El historiador puertorriqueño Fernando Picó (1941-2017) se convirtió en sacerdote jesuita cuando yo apenas empezaba a habitar este mundo. Lo conocí en 1994 en San Juan de Puerto Rico, una vez que fui a recoger a mi madre al trabajo en el Hogar Santa Teresa Jornet. Uno de los pacientes bajo su cuidado era el padre Quevedo, a quien Picó visitaba a diario con un celo conmovedor. Se presentó con un fuerte apretón de manos. Cuando mascullé mi nombre sonrió y dijo algo así como que yo era una persona con suerte porque iba a vivir los años de mi homónimo.
Nunca asistí a ningún curso de Picó en la Universidad de Puerto Rico; su magisterio conmigo fue de otra índole. Generoso como nadie, nuestras conversaciones en los pasillos del edificio Luis Palés Matos, en las librerías de Río Piedras y no pocas veces cerveza en mano en el restaurante El Nilo, fueron siempre experiencias alentadoras.

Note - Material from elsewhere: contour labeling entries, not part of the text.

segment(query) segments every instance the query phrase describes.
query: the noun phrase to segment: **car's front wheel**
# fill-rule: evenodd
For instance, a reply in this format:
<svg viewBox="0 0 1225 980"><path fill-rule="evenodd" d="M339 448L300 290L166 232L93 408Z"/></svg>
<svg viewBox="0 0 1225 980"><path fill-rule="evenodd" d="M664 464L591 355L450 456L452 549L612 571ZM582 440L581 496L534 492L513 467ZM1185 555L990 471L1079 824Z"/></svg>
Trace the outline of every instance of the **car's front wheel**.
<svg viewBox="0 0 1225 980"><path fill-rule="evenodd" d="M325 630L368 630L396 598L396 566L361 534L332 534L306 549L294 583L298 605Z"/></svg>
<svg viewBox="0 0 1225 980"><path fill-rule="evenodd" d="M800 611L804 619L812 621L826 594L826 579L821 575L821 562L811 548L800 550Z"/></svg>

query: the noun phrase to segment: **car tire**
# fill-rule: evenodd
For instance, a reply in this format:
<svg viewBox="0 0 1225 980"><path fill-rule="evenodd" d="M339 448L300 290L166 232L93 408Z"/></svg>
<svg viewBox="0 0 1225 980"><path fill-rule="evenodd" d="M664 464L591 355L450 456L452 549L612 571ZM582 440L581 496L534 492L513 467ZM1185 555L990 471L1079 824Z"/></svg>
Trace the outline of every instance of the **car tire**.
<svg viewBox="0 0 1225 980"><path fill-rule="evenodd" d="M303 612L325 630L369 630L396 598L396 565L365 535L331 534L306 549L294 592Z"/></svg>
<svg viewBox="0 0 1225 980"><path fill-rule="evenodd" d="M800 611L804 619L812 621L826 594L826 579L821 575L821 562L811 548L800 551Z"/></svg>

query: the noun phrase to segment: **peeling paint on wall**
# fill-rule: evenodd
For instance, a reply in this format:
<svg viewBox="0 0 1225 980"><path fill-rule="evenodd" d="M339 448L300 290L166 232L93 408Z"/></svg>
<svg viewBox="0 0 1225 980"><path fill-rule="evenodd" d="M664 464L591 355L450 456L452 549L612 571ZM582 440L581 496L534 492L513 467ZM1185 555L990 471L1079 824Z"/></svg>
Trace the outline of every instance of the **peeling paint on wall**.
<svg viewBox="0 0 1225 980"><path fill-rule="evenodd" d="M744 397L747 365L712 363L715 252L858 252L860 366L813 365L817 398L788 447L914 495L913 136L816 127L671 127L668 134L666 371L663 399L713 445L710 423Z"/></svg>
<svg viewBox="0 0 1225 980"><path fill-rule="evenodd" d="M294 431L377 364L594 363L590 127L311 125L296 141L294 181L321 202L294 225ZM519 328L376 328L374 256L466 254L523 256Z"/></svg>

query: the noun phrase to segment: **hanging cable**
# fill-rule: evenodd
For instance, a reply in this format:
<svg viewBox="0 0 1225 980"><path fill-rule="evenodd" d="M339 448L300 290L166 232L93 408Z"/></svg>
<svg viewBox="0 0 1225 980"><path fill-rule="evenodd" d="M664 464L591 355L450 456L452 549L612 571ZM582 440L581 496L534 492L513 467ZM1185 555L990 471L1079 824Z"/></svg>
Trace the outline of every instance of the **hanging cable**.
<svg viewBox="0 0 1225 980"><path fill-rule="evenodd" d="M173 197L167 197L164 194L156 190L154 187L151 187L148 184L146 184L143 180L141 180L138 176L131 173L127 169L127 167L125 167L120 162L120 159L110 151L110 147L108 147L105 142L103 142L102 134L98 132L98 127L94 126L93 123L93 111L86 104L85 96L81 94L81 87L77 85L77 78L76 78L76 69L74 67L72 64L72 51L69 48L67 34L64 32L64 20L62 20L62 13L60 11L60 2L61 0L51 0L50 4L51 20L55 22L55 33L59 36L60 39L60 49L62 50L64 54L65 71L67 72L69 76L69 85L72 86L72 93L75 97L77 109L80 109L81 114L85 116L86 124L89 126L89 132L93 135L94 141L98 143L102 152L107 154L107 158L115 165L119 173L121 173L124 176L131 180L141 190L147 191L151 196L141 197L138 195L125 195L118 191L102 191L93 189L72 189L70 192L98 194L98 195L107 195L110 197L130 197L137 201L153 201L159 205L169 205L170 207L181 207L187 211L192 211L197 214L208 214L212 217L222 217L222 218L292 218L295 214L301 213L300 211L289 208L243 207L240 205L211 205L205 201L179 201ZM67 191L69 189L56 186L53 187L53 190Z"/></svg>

Aparte de sus incontables proyectos intelectuales (no se puede entender la historia de Puerto Rico sin sus libros), Picó tenía otros dos temas de conversación recurrentes: el programa de cursos universitarios para confinados y los estudiantes de escasos recursos a los que alojaba gratis en su casa de Floral Park mientras terminaban la carrera.
Perdí contacto con Picó cuando me fui de Puerto Rico en 1997. Lo volví a ver diez años después, en un congreso de latinoamericanistas en Montreal. Vestía la guayabera blanca que siempre le había visto usar en la universidad, signo inequívoco de alguien que albergaba preocupaciones más altas. La mirada apacible y la sonrisa también eran las mismas.
Será difícil caminar por la Universidad de Puerto Rico sin recordarlo. En esos pasillos hará falta la silueta de uno de los últimos y más entrañables humanistas de la isla hermana. Descansa en paz, amigo.